More than a quarter of Philadelphia's 1.5 million people are between 20 and 35 years old, up 6 percent from a decade ago, and much of the city's growth over that span — a population spike of more than 70,000 since 2006 — has been attributed to millennials who've moved to the city for work or stayed after college.


They're filling up apartments in increasingly gentrified neighborhoods and fueling construction of thousands of new ones. Bars, restaurants, yoga studios and coffee shops, too. The Old City and Northern Liberties sections that were once the bailiwick of the Founding Fathers now resemble Brooklyn's Williamsburg and Park Slope.


"Philadelphia is a cool place to be," St. Joseph's University professor Randall Miller said. "There's a sense of positivity and possibility. In one sense, that's an issue as well. Who is the candidate that will continue to make Philadelphia cool and hip?"


For all the energy and disposable dollars these millennials bring, they also pose two important questions for the men and women — average age around 60 — who would be mayor: Will Philadelphia's broken school system chase them to the suburbs after marriage and kids. And, more immediately, will they vote?


Just 7.8 percent of Philadelphia voters under 30 cast a ballot in the last mayoral primary in 2011, when T. Milton Street, brother of former Mayor John Street, challenged current mayor Michael Nutter. Street, a former state senator, is running again this year after a court rejected allegations that he actually lives in New Jersey.


A year later, with President Barack Obama up for re-election, 64 percent of younger voters in the heavily Democratic city turned out.


The party has a 7-to-1 registration edge over Republicans in Philadelphia.
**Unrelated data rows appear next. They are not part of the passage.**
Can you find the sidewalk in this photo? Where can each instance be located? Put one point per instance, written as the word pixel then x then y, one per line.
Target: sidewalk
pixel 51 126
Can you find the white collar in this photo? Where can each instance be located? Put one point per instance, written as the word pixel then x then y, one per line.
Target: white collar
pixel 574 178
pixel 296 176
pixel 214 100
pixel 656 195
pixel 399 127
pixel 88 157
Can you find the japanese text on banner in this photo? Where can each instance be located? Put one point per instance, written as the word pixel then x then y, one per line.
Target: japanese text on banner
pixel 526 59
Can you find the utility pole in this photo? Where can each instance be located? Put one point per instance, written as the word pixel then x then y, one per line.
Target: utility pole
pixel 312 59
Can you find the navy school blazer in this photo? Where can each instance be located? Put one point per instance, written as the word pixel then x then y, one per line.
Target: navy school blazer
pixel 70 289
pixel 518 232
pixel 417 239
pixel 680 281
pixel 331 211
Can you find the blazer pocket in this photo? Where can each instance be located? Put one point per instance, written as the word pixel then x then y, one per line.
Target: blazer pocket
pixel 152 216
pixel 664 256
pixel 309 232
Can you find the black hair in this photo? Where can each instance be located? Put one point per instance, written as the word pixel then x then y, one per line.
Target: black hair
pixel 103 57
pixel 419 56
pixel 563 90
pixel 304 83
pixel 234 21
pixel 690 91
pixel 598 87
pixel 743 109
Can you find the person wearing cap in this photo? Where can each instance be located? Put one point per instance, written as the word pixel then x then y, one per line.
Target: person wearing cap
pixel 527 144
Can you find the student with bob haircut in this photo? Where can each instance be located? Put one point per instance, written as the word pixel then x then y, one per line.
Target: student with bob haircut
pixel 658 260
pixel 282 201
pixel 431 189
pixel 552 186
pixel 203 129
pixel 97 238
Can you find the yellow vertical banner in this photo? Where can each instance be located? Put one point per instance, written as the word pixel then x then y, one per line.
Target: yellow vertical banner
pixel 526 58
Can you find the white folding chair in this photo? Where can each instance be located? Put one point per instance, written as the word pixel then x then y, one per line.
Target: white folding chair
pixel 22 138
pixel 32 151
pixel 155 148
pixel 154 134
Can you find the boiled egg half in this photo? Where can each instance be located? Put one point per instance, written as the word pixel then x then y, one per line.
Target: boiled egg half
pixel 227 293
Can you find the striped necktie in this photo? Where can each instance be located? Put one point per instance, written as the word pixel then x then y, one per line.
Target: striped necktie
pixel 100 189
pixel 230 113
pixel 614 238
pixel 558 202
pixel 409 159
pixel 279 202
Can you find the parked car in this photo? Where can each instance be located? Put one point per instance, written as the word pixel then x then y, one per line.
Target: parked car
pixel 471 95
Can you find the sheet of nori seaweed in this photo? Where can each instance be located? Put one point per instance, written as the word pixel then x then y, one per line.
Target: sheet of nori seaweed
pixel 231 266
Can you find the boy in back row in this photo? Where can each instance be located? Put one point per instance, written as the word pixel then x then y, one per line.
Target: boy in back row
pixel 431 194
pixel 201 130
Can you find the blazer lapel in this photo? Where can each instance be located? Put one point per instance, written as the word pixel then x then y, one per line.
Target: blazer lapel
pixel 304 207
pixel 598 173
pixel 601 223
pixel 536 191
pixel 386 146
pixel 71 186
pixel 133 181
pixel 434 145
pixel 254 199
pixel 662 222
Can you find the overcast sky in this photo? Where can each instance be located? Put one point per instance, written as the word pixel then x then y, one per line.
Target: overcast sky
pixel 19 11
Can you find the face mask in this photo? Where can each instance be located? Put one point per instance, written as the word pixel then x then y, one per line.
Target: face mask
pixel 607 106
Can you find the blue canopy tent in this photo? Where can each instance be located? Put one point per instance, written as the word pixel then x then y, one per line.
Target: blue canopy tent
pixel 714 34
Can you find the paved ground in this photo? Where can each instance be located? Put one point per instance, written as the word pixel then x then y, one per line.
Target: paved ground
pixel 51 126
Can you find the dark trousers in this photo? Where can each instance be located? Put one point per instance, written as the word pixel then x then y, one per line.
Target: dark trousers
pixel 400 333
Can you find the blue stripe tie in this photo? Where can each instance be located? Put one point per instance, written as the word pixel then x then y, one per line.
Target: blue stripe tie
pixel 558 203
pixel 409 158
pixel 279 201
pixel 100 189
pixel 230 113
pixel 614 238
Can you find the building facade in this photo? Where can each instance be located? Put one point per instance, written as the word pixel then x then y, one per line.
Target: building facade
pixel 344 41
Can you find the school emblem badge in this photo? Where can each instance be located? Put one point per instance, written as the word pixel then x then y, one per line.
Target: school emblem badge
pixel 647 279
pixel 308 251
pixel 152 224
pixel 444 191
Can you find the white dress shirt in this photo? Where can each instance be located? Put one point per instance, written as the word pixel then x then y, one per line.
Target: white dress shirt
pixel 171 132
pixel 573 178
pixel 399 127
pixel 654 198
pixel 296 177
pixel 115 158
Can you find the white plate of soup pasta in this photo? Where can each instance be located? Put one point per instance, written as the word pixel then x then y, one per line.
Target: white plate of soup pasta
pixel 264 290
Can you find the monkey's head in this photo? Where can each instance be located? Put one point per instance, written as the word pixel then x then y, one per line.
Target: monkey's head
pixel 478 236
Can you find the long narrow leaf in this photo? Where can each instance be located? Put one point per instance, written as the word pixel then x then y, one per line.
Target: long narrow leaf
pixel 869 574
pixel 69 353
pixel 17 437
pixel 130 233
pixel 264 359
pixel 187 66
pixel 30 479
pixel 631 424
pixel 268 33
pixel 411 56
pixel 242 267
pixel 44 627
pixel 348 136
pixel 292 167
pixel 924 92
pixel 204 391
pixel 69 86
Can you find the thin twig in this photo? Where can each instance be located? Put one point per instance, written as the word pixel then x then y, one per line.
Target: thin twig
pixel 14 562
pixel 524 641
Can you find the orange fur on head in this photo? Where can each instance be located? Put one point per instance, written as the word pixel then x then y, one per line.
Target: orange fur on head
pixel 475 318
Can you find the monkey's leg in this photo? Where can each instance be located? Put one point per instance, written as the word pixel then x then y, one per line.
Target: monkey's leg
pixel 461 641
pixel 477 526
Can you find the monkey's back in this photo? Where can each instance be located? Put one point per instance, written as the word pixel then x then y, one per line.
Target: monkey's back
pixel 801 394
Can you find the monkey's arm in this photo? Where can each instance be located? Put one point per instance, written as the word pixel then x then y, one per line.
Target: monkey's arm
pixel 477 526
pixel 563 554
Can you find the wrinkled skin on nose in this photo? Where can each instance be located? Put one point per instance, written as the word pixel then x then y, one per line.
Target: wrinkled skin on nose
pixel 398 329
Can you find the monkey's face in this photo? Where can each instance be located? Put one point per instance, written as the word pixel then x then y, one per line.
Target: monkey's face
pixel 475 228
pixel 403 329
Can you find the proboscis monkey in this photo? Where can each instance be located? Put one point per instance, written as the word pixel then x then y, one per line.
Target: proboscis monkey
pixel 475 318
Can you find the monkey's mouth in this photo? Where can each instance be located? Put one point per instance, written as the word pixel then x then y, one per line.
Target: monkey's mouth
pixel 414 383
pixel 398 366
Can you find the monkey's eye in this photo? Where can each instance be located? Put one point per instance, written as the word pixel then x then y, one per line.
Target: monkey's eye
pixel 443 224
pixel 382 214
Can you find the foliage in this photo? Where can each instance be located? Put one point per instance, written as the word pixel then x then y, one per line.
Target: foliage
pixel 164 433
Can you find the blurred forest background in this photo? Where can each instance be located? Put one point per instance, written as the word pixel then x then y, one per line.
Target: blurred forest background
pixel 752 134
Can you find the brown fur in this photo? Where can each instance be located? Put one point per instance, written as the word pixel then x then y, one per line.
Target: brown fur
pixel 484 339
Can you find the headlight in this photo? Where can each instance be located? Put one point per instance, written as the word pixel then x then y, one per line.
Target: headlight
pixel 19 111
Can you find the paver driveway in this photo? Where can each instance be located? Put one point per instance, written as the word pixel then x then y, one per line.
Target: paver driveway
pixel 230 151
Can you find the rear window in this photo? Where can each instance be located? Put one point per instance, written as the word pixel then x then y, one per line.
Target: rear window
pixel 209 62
Barring a strong performance in the fall from the only declared Republican in the race, 36-year-old Melissa Murray Bailey, or an independent candidate, the May 19 primary will decide the election.


Lily Goodspeed, a politically active, Ivy League-educated millennial, compared young voters' lack of interest in city elections to the fabled whale, Moby Dick.


"One day we will catch it," the 24-year-old tweeted. "Call me Ishmael."


Goodspeed moved to Philadelphia from her native New York last September. She coordinates community partnerships at a south Philadelphia public school where some parents start volunteering long before their children are enrolled — "They want the neighborhood school to be good enough that they can stay in the city," she said — and is a member of a group pushing for more bike lanes and public spaces.


"It's frustrating because people think their vote doesn't count," Goodspeed said of her millennial peers.


Millennial itself is a term describing only an age bracket, not wealth or education. Despite the focus on trendy transplants in and around the city's downtown, there are tens of thousands of millennials who grew up in Philadelphia's outlying neighborhoods and are now struggling to survive neighborhoods plagued by joblessness, crime and a distrust of the police.